Pharmaceutical executive John Klein serves as the chairman of Cambridge Therapeutics in New Jersey. In this capacity, he leverages more than two decades of experience in the pharmaceutical industry to set Cambridge Therapeutics’ strategic direction. To enhance his experience, John Klein stays abreast of state news that relate to the field.
A bill sponsored by Senator Troy Singleton was recently approved by the New Jersey Senate health committee that would bring more transparency to pharmaceuticals marketed and sold in the state, thus helping Garden State residents reduce their medication expenses.
Over the last several years, the rising costs of medication has become a major concern for many Americans. Reports from the New Jersey Health Care Quality Institute stated that drug prices rose 27 percent between 2012 and 2016, while overall healthcare spending only rose 18 percent in the state and 15 percent nationwide. Subsequently, Garden State hospitals have had to double budgets for pharmaceuticals between 2008 and 2017, as well as increase per-patient costs by an average of 132 percent.
Under the proposed bill, a public website would be created that listed specific drugs, along with information about their generic status, brand, and dosage. The per-unit wholesale cost of the medication would also be included on the website. Furthermore, pharmaceutical manufacturers and marketing agencies will be required to submit quarterly updates on pricing details to the State Board of Pharmacy. Companies that fail to do so will be fined between $200 and $20,000.
At Cambridge Therapeutics, based in Teaneck, New Jersey, chairman John Klein directs the work of teams dedicated to innovation in medical products and pharmaceutical packaging.

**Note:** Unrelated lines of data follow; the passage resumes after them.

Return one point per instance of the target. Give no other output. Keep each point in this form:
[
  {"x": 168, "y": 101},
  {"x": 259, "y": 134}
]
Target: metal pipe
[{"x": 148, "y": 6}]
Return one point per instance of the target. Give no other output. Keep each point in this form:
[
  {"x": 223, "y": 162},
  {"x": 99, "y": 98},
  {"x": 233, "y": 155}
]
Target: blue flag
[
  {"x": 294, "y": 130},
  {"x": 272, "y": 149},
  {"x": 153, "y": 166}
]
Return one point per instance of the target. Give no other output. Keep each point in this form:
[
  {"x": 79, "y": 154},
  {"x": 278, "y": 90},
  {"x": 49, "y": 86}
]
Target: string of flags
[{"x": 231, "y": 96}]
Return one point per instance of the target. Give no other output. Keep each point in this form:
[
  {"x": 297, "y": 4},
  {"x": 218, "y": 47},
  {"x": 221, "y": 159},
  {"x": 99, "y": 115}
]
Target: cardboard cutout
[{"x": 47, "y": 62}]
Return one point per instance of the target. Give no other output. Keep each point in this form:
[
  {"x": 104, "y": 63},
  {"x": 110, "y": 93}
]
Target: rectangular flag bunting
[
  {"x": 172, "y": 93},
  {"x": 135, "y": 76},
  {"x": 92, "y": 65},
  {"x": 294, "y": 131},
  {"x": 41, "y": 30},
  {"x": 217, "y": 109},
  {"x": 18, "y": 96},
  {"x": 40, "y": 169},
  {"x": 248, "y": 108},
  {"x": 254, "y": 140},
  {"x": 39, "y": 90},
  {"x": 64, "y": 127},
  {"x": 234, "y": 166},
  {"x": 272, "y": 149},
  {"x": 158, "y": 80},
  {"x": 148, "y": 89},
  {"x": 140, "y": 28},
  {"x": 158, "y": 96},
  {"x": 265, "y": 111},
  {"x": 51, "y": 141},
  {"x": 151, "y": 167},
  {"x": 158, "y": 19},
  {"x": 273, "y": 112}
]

In keeping with his professional focus on helping to deliver high-quality medical care, Cambridge Therapeutics founder John Klein additionally serves on the board of trustees of Hackensack Meridian Health Hospitals.

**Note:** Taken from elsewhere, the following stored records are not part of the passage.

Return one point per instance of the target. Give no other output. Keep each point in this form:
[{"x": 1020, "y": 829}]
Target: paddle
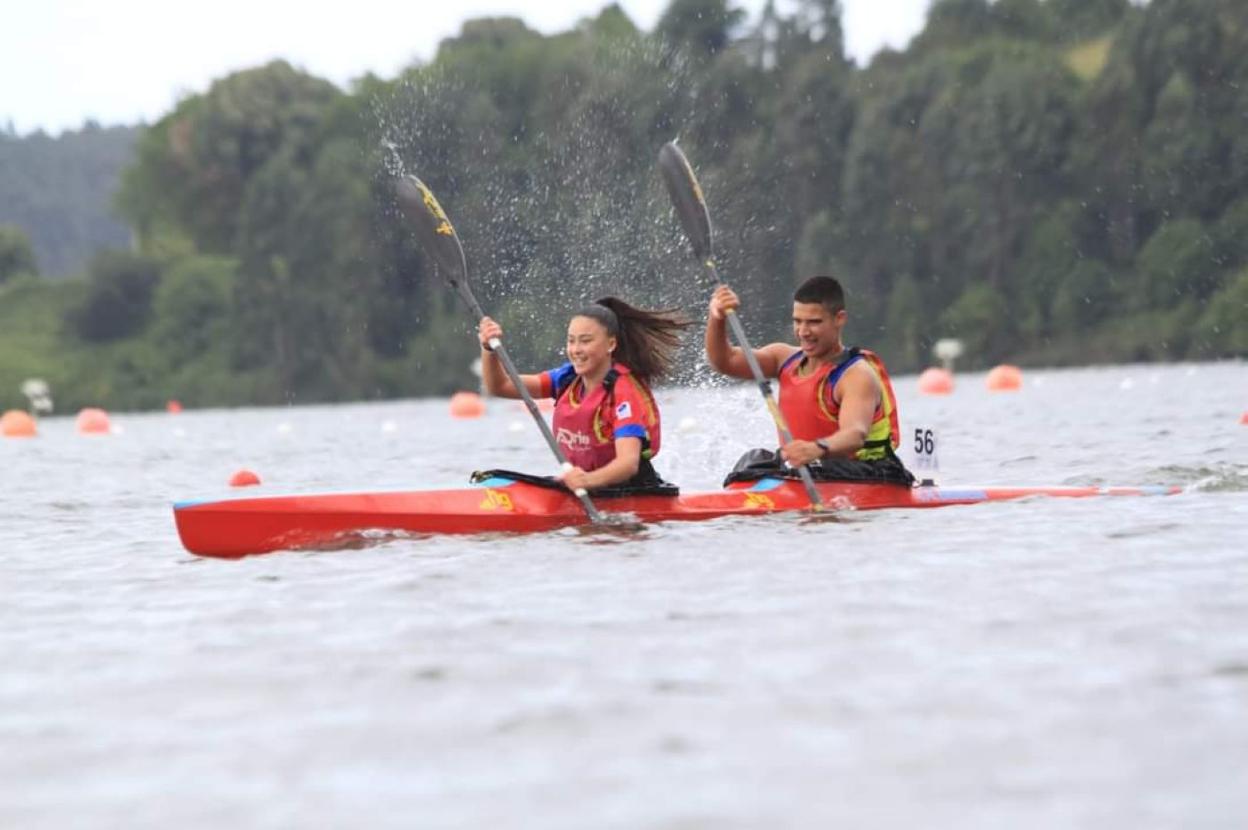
[
  {"x": 690, "y": 205},
  {"x": 439, "y": 241}
]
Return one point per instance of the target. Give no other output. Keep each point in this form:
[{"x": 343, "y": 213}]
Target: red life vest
[
  {"x": 811, "y": 411},
  {"x": 587, "y": 427}
]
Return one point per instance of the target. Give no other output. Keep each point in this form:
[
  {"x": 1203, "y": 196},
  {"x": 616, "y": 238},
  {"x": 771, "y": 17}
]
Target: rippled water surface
[{"x": 1033, "y": 664}]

Affiliated with Hackensack University Medical Center, HMH has developed the Center for Discovery and Innovation, which works to take pioneering techniques in biomedicine and harness them as a means of improving outcomes for patients with debilitating or life-threatening diseases, and as a way to prevent major diseases entirely. The center’s founders believed that the technological innovations of the 21st century can and should inform medical treatment more thoroughly for the benefit of patients and communities.

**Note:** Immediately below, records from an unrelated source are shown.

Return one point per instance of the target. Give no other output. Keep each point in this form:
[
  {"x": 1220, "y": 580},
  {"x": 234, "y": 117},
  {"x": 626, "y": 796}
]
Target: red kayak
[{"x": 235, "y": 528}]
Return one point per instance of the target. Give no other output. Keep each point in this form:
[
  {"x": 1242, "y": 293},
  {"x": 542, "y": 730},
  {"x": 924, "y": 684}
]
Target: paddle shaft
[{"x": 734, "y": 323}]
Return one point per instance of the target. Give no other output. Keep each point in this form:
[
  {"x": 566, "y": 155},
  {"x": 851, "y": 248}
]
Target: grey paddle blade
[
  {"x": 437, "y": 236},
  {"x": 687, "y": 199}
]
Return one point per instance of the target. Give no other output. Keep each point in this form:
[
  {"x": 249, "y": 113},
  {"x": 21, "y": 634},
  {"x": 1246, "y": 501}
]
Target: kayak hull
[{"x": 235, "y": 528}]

The center makes use of advances in the fields of genetics and genomics, bioengineering, immunology, and cellular and stem-cell biology, particularly in the treatment of cancer. The regenerative medical programs at the center also aim to discover the best ways of restoring tissues or entire organs damaged through injury or disease.
Among the individual units of the center are the Institute for Cancer and Infectious Diseases, and another institute dedicated to exploring best treatments for multiple myeloma.
Possessing three decades of experience in the pharmaceutical industry, John Klein serves as the chairman of Teaneck, New Jersey-based Cambridge Therapeutics. John Klein is responsible for guiding Cambridge Therapeutics in the development of combination therapies and novel drug delivery systems.
Novel drug delivery systems involve innovative approaches to the delivery of drugs. The process used to deliver drugs to patients can significantly impact their effectiveness and safety. For instance, many pharmaceuticals have an optimum concentration range that provides a maximum amount of therapeutic benefit, while higher amounts can be toxic and lower amounts may result in no benefit.
To maximize the health benefits of pharmaceutical therapies and reduce harmful side effects, researchers are developing new drug delivery systems that are based on interdisciplinary research in fields such as bioconjugate chemistry, polymer science, molecular biology, and pharmaceutics. Some of the techniques used in novel drug delivery systems include cell ghosts, microparticles comprised of biodegradable or insoluble polymers, microcapsules, lipoproteins, soluble polymers, and other delivery techniques.
The founder and chairman of Cambridge Therapeutics, John Klein draws on more than two decades of experience as a senior executive with companies such as Zenith Laboratories, Ivax, and NovaDel Pharma. During his career, Cambridge Therapeutics founder John Klein has gained a deep understanding of the U.S. Food and Drug Administration’s (FDA) approval process.
Before applying for FDA approval to market a new drug, sponsors must file a New Drug Application (NDA), in which they are required to detail data and analyses regarding the drug’s manufacturing process, pharmacology, dosage, and toxicology, as well as any human and animal studies. Upon the submission of an NDA, the FDA can take as long as 60 days to decide if it is going to file it for further review or reject it on the basis that it requires additional information.
If filed for review, the NDA is then evaluated by the FDA’s Center for Drug Evaluation and Research (CDER), which can take up to 6 months to act on priority drugs and 10 months for all other drugs. The CDER can then either approve or reject the drug, or issue an approvable letter regarding the drug which states minor deficiencies that need to be corrected before ultimate approval. The NDA process has served as the basis for regulating new drugs in the United States since 1938.